The losses hurt Orion going into 1990. Again, most of that year’s movies flopped or just didn’t make enough to help the studio. Robocop 2, directed by Irvin Kershner, cost twice as much as the first film but wasn’t the success the first one had been. Not even Dances With Wolves, nor Silence of the Lambs, which were huge gushers, could make up for the years of losses. Orion’s dire straits became the fodder for Billy Kristol’s jokes at the Oscars. In 1992, he said on stage:
“Take a great studio like Orion. A few years ago Orion released Platoon, it wins Best Picture. Amadeus, Best Picture. Last year, they released Dances with Wolves wins Best Picture. This year The Silence of the Lambs is nominated for Best Picture. And they can't afford to have another hit! But there is good news and bad news. The good news is that Orion was just purchased, and the bad news is it was bought by the House of Representatives.”

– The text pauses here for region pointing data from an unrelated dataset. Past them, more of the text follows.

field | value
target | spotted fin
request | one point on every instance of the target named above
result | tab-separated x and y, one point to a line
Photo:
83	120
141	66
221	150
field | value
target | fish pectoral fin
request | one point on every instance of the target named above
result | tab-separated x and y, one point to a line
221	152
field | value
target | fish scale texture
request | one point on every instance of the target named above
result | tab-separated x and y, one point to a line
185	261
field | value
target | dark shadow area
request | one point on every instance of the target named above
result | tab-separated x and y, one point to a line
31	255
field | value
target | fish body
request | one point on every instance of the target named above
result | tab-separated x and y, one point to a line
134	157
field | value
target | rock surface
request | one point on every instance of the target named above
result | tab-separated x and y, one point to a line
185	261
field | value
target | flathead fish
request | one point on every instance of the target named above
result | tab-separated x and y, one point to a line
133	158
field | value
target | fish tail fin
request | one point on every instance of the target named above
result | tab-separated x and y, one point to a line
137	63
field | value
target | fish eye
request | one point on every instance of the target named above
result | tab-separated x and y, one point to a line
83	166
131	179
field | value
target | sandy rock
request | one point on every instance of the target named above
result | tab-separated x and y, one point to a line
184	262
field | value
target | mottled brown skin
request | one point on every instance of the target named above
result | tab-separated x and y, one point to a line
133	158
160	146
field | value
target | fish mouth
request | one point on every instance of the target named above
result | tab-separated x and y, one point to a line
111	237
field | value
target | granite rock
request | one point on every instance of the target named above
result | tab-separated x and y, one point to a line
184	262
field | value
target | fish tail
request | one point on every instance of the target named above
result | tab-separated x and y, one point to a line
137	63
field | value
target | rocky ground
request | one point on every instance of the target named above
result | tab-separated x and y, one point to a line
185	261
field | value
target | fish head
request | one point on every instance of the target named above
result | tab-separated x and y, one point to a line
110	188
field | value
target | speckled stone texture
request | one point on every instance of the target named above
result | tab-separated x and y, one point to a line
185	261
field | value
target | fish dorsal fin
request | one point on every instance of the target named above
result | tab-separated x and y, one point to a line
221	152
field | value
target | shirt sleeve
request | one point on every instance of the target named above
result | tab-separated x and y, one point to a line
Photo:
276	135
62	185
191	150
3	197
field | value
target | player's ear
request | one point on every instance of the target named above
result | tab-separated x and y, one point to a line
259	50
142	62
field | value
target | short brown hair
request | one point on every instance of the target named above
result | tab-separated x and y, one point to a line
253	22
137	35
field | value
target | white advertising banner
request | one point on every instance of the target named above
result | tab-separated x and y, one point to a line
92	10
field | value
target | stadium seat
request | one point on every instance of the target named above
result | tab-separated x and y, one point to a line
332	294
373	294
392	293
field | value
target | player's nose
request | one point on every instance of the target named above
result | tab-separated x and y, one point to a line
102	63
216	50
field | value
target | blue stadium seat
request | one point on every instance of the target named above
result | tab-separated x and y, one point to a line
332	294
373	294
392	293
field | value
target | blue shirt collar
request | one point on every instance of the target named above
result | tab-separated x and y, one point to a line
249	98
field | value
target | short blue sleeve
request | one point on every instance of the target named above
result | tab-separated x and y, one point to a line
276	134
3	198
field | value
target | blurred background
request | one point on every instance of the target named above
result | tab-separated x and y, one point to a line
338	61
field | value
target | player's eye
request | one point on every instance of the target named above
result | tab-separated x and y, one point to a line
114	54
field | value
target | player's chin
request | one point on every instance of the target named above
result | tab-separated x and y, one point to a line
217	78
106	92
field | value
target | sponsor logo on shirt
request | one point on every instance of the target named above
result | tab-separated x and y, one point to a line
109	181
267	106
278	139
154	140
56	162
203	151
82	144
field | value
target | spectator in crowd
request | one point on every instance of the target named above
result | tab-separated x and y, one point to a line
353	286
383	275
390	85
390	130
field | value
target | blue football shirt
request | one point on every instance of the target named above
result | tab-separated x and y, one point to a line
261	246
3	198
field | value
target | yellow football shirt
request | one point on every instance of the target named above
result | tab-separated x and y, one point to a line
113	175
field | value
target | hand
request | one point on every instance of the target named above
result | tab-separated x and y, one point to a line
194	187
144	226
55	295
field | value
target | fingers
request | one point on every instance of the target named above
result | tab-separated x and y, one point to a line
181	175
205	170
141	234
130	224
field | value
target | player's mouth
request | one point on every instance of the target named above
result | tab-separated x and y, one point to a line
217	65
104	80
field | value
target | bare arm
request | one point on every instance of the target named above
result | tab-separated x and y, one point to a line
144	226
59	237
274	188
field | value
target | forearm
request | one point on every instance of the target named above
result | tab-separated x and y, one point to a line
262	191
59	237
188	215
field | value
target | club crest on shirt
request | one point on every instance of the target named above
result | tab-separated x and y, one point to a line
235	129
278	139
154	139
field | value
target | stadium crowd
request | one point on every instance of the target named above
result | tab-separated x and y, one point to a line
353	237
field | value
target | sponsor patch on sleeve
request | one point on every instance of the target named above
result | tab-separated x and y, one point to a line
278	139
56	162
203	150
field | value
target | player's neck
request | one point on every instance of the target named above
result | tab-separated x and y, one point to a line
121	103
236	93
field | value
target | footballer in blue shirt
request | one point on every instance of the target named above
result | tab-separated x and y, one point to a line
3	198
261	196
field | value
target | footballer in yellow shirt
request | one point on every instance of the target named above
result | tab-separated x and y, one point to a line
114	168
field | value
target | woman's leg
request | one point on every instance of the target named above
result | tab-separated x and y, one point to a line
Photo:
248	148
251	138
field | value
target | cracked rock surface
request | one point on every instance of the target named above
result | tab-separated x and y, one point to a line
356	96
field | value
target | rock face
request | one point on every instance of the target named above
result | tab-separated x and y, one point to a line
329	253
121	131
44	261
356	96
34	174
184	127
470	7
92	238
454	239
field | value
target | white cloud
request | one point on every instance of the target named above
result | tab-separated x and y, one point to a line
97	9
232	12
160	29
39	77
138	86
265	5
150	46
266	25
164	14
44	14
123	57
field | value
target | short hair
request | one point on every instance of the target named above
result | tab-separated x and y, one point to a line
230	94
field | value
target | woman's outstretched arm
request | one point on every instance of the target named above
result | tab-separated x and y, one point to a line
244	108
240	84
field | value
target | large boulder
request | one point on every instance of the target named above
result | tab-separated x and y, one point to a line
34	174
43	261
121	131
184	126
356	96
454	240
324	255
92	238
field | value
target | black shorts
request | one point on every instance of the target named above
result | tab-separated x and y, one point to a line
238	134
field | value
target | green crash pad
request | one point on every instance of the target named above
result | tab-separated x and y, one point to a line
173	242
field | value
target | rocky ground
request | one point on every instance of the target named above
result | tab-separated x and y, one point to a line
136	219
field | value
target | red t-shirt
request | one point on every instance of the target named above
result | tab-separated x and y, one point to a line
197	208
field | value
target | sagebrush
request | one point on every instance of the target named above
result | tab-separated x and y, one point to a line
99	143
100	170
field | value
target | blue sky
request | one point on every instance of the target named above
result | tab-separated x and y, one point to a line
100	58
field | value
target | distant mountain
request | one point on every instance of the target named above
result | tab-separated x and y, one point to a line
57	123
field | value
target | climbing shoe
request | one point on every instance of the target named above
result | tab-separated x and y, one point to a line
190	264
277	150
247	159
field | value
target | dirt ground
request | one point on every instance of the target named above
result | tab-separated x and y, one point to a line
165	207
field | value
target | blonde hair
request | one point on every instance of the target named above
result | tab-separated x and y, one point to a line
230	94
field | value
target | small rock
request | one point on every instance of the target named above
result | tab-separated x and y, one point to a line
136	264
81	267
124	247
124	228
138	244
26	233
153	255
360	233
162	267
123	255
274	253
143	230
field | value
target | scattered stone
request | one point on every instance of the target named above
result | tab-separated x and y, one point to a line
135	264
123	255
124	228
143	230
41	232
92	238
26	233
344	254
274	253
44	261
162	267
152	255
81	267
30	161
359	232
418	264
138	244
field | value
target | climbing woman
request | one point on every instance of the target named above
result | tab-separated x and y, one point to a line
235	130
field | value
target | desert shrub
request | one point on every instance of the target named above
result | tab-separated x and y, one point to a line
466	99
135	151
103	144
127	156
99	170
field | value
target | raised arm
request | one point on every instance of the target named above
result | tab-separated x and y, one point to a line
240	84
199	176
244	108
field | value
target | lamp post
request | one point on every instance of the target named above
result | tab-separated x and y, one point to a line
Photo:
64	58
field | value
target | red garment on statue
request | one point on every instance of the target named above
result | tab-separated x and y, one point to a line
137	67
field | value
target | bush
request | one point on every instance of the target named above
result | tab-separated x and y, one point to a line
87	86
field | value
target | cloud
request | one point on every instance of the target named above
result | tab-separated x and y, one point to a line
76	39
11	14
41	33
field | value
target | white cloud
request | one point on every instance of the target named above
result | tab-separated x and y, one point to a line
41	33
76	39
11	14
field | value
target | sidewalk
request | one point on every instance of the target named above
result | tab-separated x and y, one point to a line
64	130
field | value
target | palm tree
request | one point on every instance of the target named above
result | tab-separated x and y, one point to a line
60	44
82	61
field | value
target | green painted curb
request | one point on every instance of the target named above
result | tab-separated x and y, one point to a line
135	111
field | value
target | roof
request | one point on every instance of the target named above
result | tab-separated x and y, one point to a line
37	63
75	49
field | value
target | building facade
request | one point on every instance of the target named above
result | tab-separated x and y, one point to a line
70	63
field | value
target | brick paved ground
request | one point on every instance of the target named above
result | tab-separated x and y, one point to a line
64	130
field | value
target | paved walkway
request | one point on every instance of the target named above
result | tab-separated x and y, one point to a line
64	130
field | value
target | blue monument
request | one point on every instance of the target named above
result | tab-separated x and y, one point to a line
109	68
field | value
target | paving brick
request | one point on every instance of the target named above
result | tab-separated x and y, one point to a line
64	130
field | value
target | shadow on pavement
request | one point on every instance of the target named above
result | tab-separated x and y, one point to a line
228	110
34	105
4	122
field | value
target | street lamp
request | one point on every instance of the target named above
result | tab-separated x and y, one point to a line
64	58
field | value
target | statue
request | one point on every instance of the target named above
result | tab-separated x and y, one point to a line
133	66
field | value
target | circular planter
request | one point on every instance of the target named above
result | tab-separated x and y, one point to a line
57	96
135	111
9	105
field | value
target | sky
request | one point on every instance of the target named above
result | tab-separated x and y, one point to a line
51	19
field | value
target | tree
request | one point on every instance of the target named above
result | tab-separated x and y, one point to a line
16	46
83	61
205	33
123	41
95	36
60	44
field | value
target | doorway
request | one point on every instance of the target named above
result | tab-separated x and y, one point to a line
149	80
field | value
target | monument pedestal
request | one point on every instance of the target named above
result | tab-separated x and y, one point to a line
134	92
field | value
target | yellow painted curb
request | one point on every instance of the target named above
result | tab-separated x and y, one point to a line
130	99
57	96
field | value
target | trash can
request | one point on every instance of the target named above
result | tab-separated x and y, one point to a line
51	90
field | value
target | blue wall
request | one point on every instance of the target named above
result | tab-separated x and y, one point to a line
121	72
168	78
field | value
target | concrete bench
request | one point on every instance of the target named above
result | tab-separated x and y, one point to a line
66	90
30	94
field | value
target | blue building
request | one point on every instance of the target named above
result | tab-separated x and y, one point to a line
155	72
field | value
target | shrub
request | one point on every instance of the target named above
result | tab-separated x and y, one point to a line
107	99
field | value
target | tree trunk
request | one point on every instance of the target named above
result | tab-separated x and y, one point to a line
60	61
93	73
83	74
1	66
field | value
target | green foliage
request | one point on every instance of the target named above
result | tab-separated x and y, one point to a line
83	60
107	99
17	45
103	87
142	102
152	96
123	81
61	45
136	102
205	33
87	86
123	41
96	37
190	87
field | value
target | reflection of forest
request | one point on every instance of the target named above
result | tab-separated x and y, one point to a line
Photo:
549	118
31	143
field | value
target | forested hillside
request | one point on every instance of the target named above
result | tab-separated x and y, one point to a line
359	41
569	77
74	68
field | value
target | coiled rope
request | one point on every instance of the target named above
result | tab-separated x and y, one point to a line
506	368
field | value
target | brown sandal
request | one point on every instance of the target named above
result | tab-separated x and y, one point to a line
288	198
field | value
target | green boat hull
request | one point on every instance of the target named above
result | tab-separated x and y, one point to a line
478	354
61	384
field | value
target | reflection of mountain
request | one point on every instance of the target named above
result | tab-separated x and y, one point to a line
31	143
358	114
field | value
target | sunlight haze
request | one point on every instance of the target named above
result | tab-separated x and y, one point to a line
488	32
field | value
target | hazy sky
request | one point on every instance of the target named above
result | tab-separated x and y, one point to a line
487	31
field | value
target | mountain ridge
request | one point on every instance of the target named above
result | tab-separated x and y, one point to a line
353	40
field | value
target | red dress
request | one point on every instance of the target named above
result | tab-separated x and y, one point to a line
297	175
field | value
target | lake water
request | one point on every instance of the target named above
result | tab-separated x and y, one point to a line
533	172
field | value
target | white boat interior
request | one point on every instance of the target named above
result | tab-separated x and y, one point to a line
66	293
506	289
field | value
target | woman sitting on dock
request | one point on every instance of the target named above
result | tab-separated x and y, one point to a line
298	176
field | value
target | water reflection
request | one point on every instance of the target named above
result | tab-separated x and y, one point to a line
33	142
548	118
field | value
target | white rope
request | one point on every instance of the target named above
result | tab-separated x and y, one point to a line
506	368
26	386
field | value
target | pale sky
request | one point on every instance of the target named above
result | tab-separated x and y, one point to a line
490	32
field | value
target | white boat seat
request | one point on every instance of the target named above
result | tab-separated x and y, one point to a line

Orion was so bad off, in 1991 it lost $102.1 million. It was no surprise that on December 11, 1991, Orion filed for Chapter 11 bankruptcy protection. Over the next few years, movies that Orion had made before bankruptcy would see staggered releases over time.
It took five years for Orion to emerge from bankruptcy, but it was pretty much a husk of its former self. It made fewer films, most of them for niche audiences. It released one of Joe Pesci’s last movies before his retirement, (until Pesci returned for a couple of movies in the late 2000s-early 2010s), the comedy 8 Heads in a Duffel Bag. It acted as distributor for Live Entertainment’s The Arrival, The Substitute, and Phat Beach. The only distinguished movie of the era was the Academy Award-nominated Peter Fonda flick Ulee’s Gold.
The writing was on the wall. In July of 1997, Metromedia, the owners of Orion, sold it to MGM, laying off over a hundred employees, and the studio was dead.
Orion stayed dormant until MGM revived the Orion label in 2014 to release the horror flick The Town That Dreaded Sundown. So the constellation logo is back in theaters, mostly to put out “specialty films” as MGM puts it.
Most of Orion’s film library is now the property of MGM, as well as Hemdale-made films like Platoon and Terminator and the Nelson Entertainment-made Bill & Ted movies. The movies Orion made with Warner Bros, however, remain with that studio. So chances are most Orion DVD releases will come with the Leo the Lion logo on the top cover.
Of course, the biggest reminder of the Orion legacy to date was 2014’s remake of RoboCop. However, the new version only made about half of its production budget in the U.S., showing once again in many cases there’s nothing like the original.
So what is your favorite Orion picture? What do you think of the studio? Any other thoughts?